Another day, another story of a banking executive making a boneheaded move. And this one seems too unbelievable to be true.
A Wells Fargo honcho in charge of foreclosures decided to make herself right at home in a $12 million Malibu beach house, moving in and throwing big parties soon after it had been surrendered to her bank, the Los Angeles Times reports after talking to neighbors.
What could make this story even more outrageous? How about a dash of Bernard Madoff? The former owners of the home were victims of Madoff's Ponzi scheme. They lost a fortune in the fraud, their real estate agent told the Times.
The owners turned the house over to Wells Fargo last May, but the bank refused to show the house to potential buyers, the agent said. And then, neighbors say, the foreclosure boss moved in.
Neighbors in the gated community got a little suspicious, and began investigating this woman they say suddenly began living in the house. They got her name from community employees, who admitted to the Times that they issued her a homeowner's parking pass. They believe she is Cheronda Guyton, a Wells Fargo senior vice president responsible for foreclosed commercial properties.

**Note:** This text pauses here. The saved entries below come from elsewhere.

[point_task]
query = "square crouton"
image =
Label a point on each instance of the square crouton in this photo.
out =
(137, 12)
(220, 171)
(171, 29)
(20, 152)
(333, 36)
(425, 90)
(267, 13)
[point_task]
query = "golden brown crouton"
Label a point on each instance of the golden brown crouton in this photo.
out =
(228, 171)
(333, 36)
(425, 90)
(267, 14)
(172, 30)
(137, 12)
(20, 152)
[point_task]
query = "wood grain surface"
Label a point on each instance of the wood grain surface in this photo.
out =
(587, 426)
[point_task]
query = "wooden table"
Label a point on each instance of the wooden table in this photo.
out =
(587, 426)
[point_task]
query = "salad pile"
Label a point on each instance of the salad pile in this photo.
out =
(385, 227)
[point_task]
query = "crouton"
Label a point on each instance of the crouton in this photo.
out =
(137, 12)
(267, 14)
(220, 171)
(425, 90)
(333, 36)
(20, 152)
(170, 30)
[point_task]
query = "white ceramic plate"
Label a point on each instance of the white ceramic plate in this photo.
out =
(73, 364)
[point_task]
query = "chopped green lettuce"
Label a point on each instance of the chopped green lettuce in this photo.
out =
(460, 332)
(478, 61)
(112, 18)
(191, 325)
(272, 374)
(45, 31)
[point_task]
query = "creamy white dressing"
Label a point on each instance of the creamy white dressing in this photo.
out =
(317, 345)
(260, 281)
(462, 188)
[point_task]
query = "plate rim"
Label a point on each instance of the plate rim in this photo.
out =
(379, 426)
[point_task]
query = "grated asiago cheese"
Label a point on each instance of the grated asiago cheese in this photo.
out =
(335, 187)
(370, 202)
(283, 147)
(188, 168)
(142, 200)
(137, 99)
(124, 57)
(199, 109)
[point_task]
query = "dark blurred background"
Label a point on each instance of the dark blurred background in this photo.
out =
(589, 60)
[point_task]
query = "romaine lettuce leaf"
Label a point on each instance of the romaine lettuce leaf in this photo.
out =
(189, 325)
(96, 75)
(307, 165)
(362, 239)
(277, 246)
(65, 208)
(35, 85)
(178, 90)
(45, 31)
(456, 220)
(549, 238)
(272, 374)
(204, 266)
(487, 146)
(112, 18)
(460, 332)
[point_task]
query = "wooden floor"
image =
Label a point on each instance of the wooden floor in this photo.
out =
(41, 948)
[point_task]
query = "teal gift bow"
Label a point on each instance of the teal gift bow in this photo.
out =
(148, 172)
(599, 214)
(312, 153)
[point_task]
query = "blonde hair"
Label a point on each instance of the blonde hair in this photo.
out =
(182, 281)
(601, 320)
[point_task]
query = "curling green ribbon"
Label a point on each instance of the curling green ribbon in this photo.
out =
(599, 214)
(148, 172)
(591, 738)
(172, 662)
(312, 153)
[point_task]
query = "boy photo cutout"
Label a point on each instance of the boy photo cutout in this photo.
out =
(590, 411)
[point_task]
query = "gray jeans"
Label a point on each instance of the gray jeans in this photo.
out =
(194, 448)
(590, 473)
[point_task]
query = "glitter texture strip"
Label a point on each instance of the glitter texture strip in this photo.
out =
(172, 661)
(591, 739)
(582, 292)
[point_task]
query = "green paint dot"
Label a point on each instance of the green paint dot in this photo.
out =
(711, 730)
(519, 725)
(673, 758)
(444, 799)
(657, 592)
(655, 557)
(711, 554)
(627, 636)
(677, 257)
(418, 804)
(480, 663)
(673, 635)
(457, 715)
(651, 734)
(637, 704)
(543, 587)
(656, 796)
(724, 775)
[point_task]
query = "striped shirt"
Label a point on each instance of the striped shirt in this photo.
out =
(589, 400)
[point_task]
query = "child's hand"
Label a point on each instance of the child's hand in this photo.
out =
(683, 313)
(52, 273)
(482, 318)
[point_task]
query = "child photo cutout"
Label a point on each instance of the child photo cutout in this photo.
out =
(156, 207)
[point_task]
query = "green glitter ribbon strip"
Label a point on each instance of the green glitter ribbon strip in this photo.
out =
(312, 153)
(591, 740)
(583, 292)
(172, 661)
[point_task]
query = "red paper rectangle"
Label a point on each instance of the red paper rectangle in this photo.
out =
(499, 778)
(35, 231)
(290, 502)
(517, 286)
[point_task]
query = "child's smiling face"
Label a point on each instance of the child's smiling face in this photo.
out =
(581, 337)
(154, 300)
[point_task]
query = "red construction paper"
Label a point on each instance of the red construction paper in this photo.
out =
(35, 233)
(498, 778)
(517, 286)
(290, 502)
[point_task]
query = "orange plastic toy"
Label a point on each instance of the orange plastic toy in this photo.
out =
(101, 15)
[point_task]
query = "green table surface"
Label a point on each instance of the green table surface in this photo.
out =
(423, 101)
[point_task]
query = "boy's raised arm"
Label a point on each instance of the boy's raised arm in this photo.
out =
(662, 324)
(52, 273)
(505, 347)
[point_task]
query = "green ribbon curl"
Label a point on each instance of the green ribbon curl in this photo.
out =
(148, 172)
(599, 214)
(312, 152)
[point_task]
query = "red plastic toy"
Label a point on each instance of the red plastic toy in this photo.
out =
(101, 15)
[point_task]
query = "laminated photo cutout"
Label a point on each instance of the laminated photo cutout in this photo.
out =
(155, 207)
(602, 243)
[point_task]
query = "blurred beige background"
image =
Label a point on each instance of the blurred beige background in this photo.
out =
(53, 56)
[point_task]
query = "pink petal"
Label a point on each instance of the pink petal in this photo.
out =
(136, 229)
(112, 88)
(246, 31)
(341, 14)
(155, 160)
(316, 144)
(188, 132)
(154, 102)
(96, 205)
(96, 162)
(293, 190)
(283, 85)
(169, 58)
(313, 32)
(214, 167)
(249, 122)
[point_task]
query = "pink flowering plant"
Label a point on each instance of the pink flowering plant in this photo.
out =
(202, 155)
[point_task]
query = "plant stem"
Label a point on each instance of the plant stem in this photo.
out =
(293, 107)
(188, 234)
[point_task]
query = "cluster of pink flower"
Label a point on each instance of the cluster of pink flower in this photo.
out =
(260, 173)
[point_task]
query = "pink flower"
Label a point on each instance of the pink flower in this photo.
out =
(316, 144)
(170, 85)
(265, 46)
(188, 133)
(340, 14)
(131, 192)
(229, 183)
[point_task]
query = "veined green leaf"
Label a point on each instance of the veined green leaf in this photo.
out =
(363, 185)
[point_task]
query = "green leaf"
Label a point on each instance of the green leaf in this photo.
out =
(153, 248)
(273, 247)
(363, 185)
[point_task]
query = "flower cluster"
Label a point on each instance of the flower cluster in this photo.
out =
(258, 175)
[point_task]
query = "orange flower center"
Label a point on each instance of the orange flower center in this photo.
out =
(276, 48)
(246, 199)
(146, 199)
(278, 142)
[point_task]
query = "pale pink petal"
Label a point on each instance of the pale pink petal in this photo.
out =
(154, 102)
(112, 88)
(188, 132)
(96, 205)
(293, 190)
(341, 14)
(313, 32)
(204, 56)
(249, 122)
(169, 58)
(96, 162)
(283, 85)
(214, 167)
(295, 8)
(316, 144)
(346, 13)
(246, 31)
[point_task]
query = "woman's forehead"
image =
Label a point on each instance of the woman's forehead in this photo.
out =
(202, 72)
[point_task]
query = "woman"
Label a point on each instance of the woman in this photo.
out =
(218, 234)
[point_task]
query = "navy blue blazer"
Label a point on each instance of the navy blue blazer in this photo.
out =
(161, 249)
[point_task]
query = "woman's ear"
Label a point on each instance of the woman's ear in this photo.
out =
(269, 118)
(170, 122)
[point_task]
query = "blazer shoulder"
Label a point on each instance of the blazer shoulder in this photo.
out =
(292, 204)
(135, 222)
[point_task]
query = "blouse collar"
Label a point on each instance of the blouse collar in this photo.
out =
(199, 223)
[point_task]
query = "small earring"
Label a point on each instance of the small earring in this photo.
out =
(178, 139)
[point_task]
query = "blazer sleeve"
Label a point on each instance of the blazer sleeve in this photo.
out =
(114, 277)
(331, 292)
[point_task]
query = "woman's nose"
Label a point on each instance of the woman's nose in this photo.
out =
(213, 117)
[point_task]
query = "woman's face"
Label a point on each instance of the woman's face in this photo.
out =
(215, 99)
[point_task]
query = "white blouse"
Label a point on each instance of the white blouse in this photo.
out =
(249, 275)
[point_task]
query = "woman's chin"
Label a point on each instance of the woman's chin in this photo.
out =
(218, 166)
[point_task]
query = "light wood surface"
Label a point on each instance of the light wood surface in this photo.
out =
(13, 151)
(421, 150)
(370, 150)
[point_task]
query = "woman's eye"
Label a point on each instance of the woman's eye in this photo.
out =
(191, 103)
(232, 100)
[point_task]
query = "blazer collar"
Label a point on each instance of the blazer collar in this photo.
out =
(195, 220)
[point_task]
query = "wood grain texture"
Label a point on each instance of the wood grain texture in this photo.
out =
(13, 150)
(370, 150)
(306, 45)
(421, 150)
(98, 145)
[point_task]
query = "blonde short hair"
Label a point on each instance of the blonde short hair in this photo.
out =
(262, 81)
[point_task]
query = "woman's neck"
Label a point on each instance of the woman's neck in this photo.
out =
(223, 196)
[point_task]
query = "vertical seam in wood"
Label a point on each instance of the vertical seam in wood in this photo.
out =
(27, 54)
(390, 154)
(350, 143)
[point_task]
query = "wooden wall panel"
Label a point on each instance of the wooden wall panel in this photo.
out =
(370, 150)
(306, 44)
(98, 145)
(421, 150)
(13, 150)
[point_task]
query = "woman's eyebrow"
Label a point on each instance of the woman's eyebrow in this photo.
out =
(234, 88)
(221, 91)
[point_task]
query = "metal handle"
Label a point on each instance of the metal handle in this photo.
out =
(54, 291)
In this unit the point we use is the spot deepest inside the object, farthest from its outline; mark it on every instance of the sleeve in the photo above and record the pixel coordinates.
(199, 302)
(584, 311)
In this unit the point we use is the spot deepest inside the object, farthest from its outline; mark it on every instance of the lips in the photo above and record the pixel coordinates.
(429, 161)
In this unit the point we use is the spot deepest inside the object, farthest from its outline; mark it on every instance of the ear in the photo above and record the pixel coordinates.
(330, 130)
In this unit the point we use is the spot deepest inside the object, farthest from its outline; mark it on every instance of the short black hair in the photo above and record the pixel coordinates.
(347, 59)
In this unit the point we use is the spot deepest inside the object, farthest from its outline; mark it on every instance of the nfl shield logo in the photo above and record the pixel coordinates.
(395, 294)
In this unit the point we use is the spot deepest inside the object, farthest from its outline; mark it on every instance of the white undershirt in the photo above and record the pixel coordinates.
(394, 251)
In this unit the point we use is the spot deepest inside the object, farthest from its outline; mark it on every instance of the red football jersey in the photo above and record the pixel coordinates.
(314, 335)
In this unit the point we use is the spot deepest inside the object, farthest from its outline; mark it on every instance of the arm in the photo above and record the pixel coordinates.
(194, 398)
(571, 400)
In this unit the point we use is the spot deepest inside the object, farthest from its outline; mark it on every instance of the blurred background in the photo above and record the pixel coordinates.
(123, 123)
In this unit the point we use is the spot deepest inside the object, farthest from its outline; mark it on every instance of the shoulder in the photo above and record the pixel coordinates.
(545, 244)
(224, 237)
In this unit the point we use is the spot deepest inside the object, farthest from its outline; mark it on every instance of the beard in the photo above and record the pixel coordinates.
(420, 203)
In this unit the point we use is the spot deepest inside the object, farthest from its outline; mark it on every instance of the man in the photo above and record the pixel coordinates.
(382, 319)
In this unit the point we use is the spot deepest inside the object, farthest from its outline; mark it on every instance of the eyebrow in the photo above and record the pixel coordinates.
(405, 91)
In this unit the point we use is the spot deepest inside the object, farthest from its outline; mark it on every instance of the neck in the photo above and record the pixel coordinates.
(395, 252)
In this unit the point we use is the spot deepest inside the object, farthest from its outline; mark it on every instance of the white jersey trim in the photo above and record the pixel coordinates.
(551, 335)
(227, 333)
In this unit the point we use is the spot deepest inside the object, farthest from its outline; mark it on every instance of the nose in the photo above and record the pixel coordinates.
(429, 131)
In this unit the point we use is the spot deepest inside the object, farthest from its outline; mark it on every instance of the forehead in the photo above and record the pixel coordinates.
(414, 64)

The Times ran the license plate number of the Volvo parked at the 3,800-square-foot home and found it was registered to Guyton. Neighbors said that guests often visited the home where Guyton, her husband and two children lived. They said Guyton threw a huge party in August, bringing a yacht offshore and transporting guests back and forth from the beach.
Wells Fargo is remaining tight-lipped about the whole situation, saying it won't discuss specific employee issues for privacy reasons. But it promises to investigate the allegations. You can see pictures of the home here.
A sad and ironic story on so many levels.